Currently, no protocol exists for calculating biomarker likelihood among a set of antibody sequences. Implicitly, a sequence-associated biomarker may take the form of an amino-acid pattern that correlates with disease diagnosis, and ideally, that pattern would be found exclusively in disease-afflicted patients. Any such ‘Disease-Only Motif’ (DOM) would make a good potential biomarker candidate. Immunoglobulin sequence datasets uniquely lend themselves to efforts directed at DOM determination, as features separating patients from non-patients might be present but deeply hidden in the vast diversity of the experimental data. However, presently available techniques are inadequate for DOM determination, and motif discovery algorithms used to date suffer from a twofold limitation of constrained scalability since algorithms cannot process large sequence quantities and surplus sensitivity to noise since motif quality decreases with increased sequence count28, as they are not built to process millions of sequences as input. Scalability issues arise from the dependence of the algorithms on computationally expensive multiple-alignments, while sensitivity errors are caused by the presence of random patterns in larger sequence sets. When both the input sequence dataset and queried motif length increase in size, the resulting random noise dilutes potential signals in the data28.

One tactic to surmount this limitation is to reframe motif elucidation as a combinatorial optimization problem, where all conceivable sequence combinations exist in a geometric space of disparately optimal motifs. Combinatorial techniques have been shown to more accurately detect subtle signals in noisy sequence datasets, though their use in discovering motifs has been quite limited thus far29, 30. With this in mind, we designed a combinatorial heuristic for uncovering hidden DOMs within the haystack of next-gen immune repertoire sequencing data.

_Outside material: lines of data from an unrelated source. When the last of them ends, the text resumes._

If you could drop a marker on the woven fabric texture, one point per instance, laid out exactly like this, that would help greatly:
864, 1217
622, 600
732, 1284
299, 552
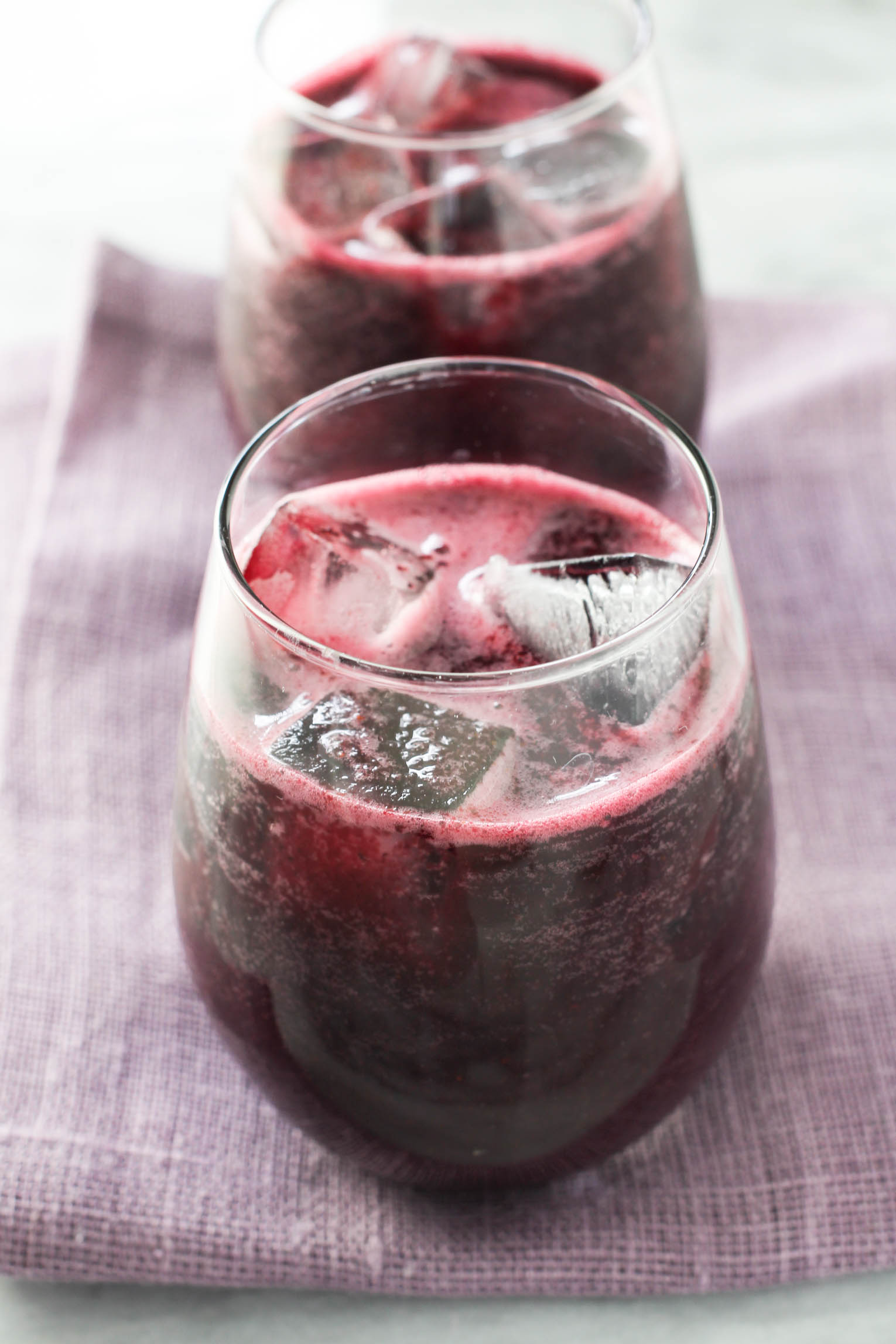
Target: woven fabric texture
131, 1144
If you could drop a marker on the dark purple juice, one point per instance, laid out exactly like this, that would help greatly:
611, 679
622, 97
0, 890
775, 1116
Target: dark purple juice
575, 252
474, 940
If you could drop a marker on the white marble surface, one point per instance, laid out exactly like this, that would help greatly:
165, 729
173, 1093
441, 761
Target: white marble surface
122, 121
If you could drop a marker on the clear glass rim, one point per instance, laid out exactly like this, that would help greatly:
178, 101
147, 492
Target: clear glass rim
547, 124
460, 683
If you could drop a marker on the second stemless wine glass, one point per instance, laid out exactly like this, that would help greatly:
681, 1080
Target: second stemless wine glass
460, 179
470, 918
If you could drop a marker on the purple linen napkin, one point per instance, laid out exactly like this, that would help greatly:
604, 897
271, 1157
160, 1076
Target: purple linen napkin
131, 1144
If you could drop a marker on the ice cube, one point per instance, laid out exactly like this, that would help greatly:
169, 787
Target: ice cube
392, 749
337, 581
470, 217
582, 180
633, 687
334, 183
412, 84
549, 614
423, 84
556, 613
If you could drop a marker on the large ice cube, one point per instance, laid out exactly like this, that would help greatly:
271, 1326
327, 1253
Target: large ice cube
633, 687
468, 216
392, 749
422, 84
582, 180
334, 183
413, 85
337, 581
577, 605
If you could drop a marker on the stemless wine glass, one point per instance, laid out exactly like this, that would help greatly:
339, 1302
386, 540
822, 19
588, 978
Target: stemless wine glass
469, 922
460, 179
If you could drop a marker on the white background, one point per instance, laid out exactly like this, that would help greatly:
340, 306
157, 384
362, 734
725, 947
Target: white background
122, 120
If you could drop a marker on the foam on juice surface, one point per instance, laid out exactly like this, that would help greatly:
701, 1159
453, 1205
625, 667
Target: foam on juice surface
565, 767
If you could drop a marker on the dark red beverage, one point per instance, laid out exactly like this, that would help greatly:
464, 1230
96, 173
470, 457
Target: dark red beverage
484, 936
563, 238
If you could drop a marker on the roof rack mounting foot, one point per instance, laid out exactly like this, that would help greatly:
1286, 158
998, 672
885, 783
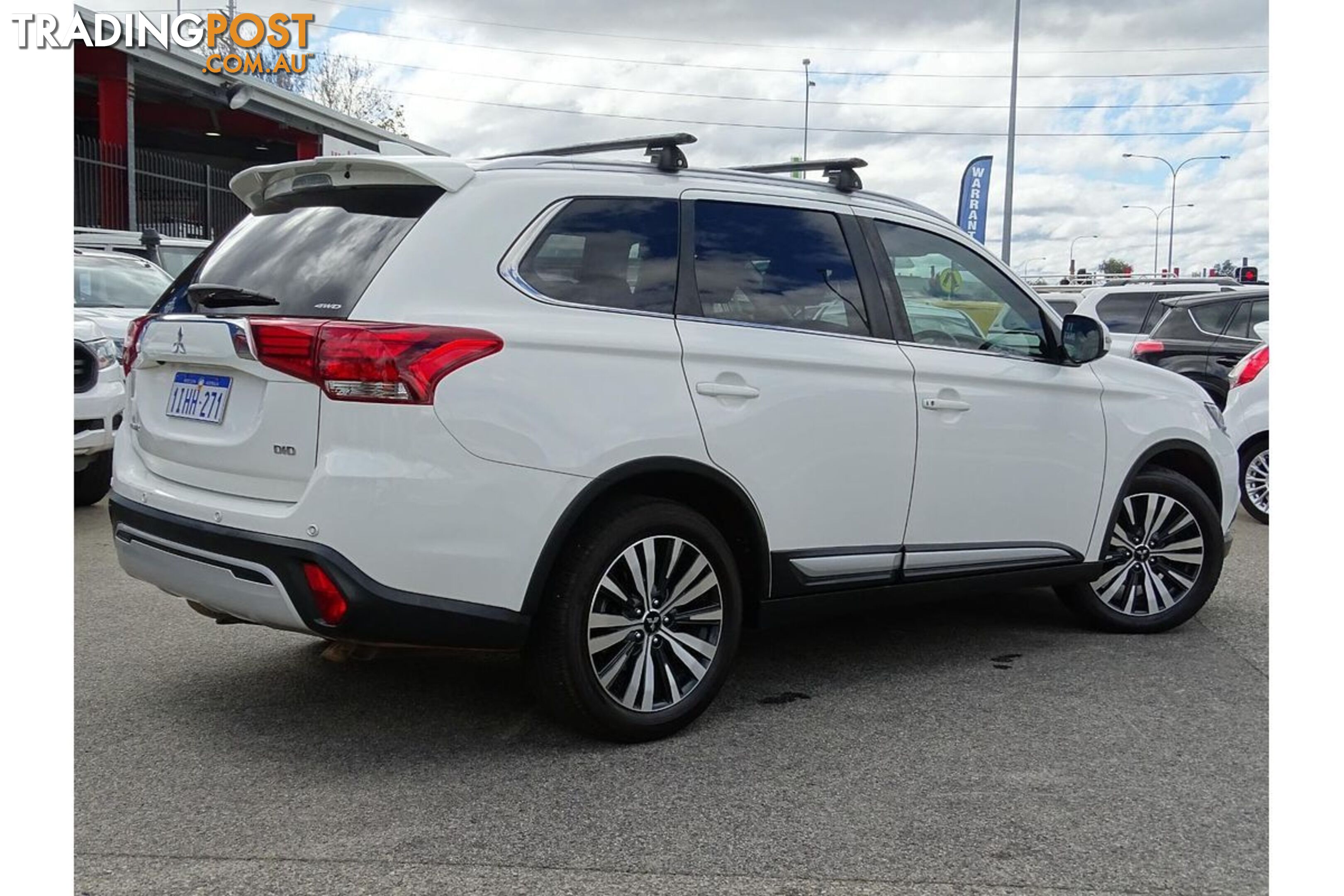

Our “Haystack Heuristic” is a DOM discovery technique that is less sensitive to excessive sequence noise. The heuristic implements local search optimization31 to locate DOMs within large antibody datasets. Upon design, we tested the heuristic on an assembly of over nine million blood-extracted antibody sequences. The sequences contained the partial B-cell repertoire of 97 distinct individuals, 51 of whom are MS patients. We processed this data with the aforementioned Haystack Heuristic and discovered a DOM, which appears in two-thirds of all MS patients and in none of the healthy controls.

Materials and Methods

Generating the Input Sequence Dataset

We performed high-throughput sequencing of immunoglobulin heavy-chain variable-region (IgG-VH) transcripts on peripheral blood samples obtained from 51 multiple sclerosis patients and 46 healthy individuals. The samples were processed and sequenced using our previously published protocol25.

Sample Collection

We obtained peripheral blood from a total of 51 MS patients and 46 healthy control (HC) volunteers following informed consent. A diagnosis of MS was based on the latest diagnostic criteria for MS32. 46 out of 51 patients had relapsing remitting MS. 14 of the patients were treated with Copaxone; 11 were treated with Interferon. Four were treated with Tsyabiri; One was treated with Rituximab; 21 patients remained untreated. Peripheral blood was obtained via standard venipuncture. Peripheral blood mononuclear cells (PBMC) were isolated using a Ficoll gradient, red blood cells lysed and PBMC washed in phosphate buffered saline (PBS) containing 1% BSA. These studies were approved by the institutional review board of the University of California, San Francisco and informed consent was obtained from patients before CSF/PB collection. All methods were performed in accordance with the relevant guidelines and regulations.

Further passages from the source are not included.